まず一つめは、酵母の代表格として、多くの酒蔵で使用されている「きょうかい酵母」です。「きょうかい酵母」は、日本醸造協会によって広く頒布されている酵母で、日本酒のラベルの酵母の欄に「7号」や「9号」などと書かれているものがこれに当たります。
二つめが、全国の自治体や研究機関がつくる「開発酵母」。たとえば、福島県開発酵母である「うつくしま煌酵母」は、うつくしまふくしまブランド酒 「夢の米・夢の酒」を生み出すにあたってオリジナル酵母として開発されたもの。フルーティーな吟醸香を醸し出すのが特徴です。このほか秋田県の「秋田流花酵母AK-L」、長野県の「長野アルプス酵母」など、それぞれの土地に合った多くの酵母が誕生しています。
三つめが、自然の花から分離した「花酵母」。「イチゴ酵母」や「リンゴ花酵母」などがあり、その名のとおり果実のようなさわやかな香りを醸し出します。このように日本には様々な酵母があり、それぞれが個性豊かな日本酒の香りや味わいを支えているのです。

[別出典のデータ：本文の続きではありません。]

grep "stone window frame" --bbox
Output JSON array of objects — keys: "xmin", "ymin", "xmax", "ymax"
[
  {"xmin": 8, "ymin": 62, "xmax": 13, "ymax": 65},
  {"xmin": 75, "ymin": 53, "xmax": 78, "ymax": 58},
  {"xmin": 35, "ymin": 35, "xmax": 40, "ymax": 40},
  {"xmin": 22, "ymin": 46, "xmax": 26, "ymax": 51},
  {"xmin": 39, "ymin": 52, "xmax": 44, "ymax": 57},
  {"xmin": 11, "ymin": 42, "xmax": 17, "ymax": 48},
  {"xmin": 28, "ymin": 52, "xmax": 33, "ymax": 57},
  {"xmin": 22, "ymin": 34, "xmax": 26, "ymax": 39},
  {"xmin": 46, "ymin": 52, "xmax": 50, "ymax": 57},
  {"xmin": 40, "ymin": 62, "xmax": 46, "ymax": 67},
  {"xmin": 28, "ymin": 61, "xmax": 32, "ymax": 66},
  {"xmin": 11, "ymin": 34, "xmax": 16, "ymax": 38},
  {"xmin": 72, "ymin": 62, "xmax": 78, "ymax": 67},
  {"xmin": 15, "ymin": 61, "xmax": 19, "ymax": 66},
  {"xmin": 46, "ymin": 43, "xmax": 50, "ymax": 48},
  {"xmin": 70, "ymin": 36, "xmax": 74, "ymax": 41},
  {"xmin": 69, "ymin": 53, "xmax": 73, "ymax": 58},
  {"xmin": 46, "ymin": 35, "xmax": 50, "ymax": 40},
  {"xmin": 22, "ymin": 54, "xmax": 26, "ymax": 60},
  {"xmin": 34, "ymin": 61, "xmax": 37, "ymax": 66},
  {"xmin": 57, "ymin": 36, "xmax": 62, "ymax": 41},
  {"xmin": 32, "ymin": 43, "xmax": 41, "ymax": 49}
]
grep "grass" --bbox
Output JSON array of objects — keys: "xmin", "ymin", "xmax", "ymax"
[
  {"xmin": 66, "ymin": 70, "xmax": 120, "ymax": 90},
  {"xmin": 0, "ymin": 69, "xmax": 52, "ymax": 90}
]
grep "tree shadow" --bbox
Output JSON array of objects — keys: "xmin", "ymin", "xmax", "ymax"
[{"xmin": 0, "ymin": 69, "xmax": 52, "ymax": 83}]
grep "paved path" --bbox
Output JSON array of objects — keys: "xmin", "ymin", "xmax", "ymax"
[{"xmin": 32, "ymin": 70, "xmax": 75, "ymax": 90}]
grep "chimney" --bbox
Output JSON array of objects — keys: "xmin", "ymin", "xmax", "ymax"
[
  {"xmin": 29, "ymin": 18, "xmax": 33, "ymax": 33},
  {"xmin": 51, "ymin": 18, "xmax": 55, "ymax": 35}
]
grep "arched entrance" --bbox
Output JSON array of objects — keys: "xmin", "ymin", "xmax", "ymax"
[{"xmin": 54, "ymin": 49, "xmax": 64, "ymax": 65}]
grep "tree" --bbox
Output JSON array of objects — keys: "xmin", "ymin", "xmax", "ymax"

これらのなかでも、多くの酒蔵で使われているのが、きょうかい酵母です。1904年から国立醸造試験所で培養が始まったきょうかい酵母ですが、その伝統を受け継ぐ「7号」「9号」「701号」「901号」が現在の主流となっています。これらの酵母を用いた日本酒は品質に安定感があり、夏を越して香りは低く落ち着いても、味わいがよくなるといわれ、「秋上りする」などといいます。
最近は、リンゴのような華やかな香りの酒を造ることができる「セルレニン耐性酵母(香り酵母)」が人気。この酵母の開発によって、華やかな吟醸香を持つ日本酒が多く醸造されるようになり、人気を博しています。
普段はあまり注目されない酵母。次に日本酒を飲むときは、ラベルの酵母情報も気にして味わってみてください。